Aragón, tierra de contrastes y leyendas, alberga un patrimonio histórico que se despliega a través de sus castillos, pueblos medievales y rutas que narran las gestas de héroes inmortales. Entre estas joyas, destaca la figura de uno de los guerreros más emblemáticos en la historia de España: Rodrigo Díaz de Vivar, conocido popularmente como el Cid Campeador, y un mercenario legendario durante la Reconquista.

Su legado dejó una inspiración sin igual para cientos de guerreros y escritores, pues su vida inspiró el más importante cantar de gesta de la literatura española: el “Cantar de mío Cid”. Este relata la parte final de la vida de Díaz de Vivar, desde que es desterrado en 1081, pasando por sus aventuras en las tierras de Alcarria y su participación en la conquista de Valencia, hasta su muerte en 1099.

La influencia de esta obra literaria ha sido equiparable a la de la propia figura que le da nombre, y esa fuente de inspiración ha conseguido cruzar las fronteras sociales hasta derivar en otro gran homenaje realizado a la figura de Rodrigo Díaz de Vivar, que también invita a descubrir la riqueza cultural y natural de Aragón.

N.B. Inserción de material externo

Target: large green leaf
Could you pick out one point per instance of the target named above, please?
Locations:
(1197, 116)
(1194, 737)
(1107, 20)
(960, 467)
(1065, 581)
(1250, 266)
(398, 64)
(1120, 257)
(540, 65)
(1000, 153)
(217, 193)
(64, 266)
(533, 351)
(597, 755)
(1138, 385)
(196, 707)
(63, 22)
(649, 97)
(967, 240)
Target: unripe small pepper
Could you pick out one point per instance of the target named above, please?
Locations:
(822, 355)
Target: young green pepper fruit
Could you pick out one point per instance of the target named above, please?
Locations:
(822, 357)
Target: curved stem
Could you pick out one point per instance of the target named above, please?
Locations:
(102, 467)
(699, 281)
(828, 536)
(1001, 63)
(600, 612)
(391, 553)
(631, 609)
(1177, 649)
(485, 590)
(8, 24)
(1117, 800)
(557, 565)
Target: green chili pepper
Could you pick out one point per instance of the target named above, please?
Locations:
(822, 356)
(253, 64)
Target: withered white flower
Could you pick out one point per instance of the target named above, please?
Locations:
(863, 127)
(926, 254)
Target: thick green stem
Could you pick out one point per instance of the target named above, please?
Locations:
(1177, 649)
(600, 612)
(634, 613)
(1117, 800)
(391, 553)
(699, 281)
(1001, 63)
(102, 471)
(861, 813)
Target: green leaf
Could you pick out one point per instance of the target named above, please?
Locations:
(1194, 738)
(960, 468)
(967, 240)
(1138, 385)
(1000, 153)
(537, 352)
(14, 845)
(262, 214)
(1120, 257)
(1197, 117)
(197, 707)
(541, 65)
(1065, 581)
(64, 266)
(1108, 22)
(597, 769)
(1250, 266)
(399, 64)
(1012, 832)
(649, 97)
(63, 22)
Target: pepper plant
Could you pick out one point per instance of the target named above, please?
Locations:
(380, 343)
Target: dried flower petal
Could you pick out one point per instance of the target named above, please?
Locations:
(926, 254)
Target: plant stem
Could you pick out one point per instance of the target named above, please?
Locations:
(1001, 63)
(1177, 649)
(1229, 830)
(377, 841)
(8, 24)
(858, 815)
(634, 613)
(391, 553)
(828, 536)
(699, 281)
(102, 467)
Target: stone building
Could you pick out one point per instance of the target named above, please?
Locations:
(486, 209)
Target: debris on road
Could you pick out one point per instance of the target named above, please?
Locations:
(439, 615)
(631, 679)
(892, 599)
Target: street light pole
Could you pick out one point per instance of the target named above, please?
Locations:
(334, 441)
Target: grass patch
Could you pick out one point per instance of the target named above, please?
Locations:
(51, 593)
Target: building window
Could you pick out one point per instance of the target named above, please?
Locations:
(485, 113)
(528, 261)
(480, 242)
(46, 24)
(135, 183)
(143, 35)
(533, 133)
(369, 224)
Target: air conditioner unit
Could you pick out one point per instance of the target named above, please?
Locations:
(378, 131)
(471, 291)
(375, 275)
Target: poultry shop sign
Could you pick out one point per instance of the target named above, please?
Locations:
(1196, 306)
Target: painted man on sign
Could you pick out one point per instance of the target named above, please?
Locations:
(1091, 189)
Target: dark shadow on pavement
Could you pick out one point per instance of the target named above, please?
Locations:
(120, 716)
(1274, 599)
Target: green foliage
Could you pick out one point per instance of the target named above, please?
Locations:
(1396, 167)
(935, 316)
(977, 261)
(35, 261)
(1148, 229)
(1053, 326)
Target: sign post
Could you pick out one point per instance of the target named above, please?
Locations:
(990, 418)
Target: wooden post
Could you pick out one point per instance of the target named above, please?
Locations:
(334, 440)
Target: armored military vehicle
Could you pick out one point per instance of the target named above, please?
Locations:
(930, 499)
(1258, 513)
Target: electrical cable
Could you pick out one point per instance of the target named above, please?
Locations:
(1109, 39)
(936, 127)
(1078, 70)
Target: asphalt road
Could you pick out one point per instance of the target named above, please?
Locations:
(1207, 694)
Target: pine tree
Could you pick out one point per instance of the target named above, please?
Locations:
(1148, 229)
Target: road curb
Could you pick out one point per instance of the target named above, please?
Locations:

Nos referimos al Camino del Cid, que destaca como un itinerario que, pasando por Castilla y León, Aragón y la Comunidad Valenciana, fusiona historia, literatura y paisajes de ensueño.

Por ello, en homenaje a este legado histórico, cultural y social, en este artículo hablaremos del Camino del Cid.

  1. QUÉ ES EL CAMINO DEL CID
  2. LA INFLUENCIA DE ARAGÓN EN EL ITINERARIO
  3. ACTUALIDAD Y EVOLUCIÓN DEL CAMINO DEL CID

QUÉ ES EL CAMINO DEL CID

Como hemos mencionado anteriormente, el Camino del Cid se inspira en el “Cantar de mío Cid”, el poema épico que narró las hazañas de Rodrigo Díaz de Vivar en la última etapa de su vida, tras ser desterrado por el rey Alfonso VI y emprendiendo un viaje que lo lleva a conquistar Valencia.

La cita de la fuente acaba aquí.